Geographic heterogeneity of activation functions in urban real-time flood forecasting: Based on seasonal trend decomposition using Loess-Temporal Convolutional Network-Gated Recurrent Unit model

Urban real-time flood forecasting is crucial for flood prevention and sustainable development, but it poses challenges due to data inputs and activation functions selection in data-driven models without sufficient focus of geographic heterogeneity. In this study, a novel Seasonal Trend Decomposition using Loess (STL)-Temporal Convolutional Network (TCN)-Gated Recurrent Unit (GRU) model is proposed to improve urban real-time flood forecasting accuracy, twenty-one different activation functions are considered for geographic heterogeneity.

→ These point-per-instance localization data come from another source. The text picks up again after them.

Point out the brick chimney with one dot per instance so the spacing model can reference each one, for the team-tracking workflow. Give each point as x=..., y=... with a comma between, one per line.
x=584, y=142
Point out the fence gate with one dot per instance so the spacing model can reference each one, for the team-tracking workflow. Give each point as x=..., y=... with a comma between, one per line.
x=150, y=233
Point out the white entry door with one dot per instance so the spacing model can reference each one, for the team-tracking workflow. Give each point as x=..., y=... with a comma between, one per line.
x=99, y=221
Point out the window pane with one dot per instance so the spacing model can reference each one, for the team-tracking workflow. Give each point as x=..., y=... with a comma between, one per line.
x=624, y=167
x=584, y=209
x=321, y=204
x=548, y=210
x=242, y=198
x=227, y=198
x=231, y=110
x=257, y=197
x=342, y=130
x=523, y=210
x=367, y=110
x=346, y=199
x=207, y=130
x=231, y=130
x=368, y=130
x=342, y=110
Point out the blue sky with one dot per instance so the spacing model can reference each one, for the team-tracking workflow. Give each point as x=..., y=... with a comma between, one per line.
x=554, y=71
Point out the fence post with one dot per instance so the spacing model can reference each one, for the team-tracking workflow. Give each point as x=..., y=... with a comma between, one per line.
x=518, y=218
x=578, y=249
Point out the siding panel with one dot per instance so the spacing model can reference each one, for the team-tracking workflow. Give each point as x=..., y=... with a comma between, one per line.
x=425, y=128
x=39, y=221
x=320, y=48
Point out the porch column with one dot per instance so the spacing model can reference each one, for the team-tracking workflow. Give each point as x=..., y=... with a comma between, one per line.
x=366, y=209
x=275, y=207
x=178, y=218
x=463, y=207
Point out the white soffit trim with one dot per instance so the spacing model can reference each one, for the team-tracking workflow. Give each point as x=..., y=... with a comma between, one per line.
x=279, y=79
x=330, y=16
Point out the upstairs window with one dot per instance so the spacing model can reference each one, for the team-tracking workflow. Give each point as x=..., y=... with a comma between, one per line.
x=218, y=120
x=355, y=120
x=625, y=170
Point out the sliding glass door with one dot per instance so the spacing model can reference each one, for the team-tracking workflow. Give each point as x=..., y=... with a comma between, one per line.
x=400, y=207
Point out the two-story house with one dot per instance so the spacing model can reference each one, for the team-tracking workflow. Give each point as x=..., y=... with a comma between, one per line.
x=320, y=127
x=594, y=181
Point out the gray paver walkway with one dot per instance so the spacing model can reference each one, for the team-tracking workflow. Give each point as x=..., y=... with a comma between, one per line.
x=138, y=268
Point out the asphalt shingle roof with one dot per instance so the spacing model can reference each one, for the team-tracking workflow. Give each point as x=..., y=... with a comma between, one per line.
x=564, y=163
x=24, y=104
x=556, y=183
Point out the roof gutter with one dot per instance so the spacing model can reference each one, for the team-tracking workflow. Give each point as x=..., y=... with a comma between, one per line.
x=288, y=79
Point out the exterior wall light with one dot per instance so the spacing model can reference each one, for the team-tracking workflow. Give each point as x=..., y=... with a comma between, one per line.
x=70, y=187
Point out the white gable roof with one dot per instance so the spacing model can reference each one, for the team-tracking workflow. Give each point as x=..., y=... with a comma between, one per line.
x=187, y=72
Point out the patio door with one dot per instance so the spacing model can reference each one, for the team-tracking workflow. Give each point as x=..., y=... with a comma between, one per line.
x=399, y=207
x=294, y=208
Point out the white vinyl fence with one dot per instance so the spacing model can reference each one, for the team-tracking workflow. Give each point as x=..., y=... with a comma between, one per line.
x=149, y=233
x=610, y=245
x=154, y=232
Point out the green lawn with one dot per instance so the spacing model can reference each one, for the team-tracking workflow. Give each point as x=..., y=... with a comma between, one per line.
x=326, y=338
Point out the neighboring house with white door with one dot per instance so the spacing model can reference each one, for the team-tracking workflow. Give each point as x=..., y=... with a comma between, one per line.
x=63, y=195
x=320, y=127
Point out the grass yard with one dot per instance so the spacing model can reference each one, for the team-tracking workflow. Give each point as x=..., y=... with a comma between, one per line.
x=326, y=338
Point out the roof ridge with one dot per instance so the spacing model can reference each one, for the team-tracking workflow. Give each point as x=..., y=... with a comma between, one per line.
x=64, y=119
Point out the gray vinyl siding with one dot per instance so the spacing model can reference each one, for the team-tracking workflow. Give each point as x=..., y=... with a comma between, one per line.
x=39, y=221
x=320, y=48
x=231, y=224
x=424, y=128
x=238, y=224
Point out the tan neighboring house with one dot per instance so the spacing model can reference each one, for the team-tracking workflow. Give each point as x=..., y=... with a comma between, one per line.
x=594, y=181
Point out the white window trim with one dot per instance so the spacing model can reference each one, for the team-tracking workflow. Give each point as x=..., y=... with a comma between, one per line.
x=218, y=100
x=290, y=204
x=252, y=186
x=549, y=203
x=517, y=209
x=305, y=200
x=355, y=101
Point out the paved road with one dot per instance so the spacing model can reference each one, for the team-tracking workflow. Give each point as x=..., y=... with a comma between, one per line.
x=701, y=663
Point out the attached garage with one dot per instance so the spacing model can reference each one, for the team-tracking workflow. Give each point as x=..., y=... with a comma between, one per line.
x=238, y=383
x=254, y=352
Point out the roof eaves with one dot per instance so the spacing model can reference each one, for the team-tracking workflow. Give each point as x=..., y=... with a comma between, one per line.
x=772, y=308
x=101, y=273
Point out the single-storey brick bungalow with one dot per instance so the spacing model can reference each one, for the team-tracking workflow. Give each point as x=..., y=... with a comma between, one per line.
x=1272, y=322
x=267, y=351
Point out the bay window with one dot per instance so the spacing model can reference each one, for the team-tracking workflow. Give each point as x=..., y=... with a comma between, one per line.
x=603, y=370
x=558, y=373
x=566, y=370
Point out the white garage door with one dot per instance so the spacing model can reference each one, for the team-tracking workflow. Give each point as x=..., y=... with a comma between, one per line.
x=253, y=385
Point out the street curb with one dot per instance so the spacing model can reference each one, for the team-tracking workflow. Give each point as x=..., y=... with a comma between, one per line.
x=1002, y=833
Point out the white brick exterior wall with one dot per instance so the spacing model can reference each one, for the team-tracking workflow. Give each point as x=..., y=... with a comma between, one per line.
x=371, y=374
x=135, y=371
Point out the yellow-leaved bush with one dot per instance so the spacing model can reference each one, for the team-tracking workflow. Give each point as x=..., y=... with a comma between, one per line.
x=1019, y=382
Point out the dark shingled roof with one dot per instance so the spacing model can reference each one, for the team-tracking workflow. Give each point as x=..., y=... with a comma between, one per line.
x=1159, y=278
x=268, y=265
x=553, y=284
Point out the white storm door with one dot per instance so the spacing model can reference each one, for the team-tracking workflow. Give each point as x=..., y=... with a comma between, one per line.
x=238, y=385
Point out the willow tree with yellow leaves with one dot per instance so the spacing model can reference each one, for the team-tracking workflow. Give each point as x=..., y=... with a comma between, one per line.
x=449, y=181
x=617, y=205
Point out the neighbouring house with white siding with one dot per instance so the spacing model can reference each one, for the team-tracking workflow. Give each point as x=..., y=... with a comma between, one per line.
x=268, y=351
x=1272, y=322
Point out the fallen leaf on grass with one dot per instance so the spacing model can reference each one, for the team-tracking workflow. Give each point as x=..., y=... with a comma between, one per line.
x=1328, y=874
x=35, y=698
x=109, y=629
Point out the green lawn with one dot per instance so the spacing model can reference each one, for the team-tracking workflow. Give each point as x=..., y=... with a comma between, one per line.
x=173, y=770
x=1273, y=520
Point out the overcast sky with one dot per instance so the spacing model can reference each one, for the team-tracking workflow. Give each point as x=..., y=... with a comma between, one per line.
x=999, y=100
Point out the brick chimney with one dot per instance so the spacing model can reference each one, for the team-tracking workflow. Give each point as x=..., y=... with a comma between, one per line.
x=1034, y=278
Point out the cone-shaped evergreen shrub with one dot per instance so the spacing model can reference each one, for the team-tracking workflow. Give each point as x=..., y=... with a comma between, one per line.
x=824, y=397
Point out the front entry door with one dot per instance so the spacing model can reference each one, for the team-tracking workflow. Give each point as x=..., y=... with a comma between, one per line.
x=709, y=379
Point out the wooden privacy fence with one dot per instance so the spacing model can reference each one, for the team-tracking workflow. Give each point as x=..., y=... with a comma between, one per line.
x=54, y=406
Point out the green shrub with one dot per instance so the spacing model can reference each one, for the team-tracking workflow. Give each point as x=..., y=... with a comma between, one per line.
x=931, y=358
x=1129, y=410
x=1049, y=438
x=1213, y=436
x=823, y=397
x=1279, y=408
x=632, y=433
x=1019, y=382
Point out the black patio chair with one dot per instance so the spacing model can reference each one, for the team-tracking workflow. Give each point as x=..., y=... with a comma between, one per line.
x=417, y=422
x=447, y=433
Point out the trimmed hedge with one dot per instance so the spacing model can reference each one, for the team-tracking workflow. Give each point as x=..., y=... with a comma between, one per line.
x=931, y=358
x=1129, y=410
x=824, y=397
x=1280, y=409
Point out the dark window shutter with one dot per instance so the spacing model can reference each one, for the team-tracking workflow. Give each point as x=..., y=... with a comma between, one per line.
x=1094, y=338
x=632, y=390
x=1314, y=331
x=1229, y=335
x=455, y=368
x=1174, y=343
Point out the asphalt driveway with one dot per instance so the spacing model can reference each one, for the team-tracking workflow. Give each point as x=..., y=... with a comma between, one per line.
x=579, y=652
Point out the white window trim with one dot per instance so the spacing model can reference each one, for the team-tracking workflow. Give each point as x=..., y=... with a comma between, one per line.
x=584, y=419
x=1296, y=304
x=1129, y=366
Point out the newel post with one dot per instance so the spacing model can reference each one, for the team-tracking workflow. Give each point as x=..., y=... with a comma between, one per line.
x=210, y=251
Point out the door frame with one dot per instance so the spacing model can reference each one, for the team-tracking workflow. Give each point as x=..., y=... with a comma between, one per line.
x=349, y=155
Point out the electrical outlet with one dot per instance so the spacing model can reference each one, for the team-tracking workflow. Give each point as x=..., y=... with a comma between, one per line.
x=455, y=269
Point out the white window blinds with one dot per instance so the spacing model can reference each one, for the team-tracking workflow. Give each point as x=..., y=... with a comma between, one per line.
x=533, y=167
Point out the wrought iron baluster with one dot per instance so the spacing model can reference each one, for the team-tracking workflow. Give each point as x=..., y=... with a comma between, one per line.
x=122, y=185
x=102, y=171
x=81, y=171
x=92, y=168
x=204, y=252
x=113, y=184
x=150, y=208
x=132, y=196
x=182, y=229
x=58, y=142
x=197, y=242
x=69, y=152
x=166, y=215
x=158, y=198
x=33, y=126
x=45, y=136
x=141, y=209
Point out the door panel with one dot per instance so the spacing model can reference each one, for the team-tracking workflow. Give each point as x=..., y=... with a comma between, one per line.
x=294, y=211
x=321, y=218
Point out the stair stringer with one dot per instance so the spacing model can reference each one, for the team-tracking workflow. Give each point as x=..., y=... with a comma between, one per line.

Experiments are conducted at six urban drainage system locations in Odense, Denmark. The results show that: (1) STL effectively prepares data for forecasting using TCN and GRU models, leading improved performance compared to single models. STL-TCN-GRU deep learning model demonstrates strong applicability in urban forecasting, achieving an overall accuracy of 0.0079, 0.0140, 0.0482 and 0.9581 in Mean Absolute Error (MAE), Root Mean Square Error (RMSE), Mean Absolute Percentage Error (MAPE) and Nash-Sutcliffe efficiency coefficient (NSE), respectively. (2) Softsign emerges as the best activation function for forecasting in lower drainage system locations, with average accuracy of 0.0094, 0.0018, 0.0049 and 0.9938 in MAE, RMSE, MAPE and NSE, respectively. Furthermore, Softsign proves to be the best activation function for forecasting in middle drainage system locations, with average accuracy of 0.0047, 0.0081, 0.0309 and 0.9547 in MAE, RMSE, MAPE and NSE, respectively. Swish is the best activation function for forecasting in upper drainage system locations, with average accuracy of 0.0052, 0.0080, 0.0627 and 0.9060 in MAE, RMSE, MAPE and NSE, respectively. This study provides valuable insights for urban real-time flood forecasting modeling with high accuracy and evidence for activation function selection in data-driven models like STL-TCN-GRU for geographic heterogeneity.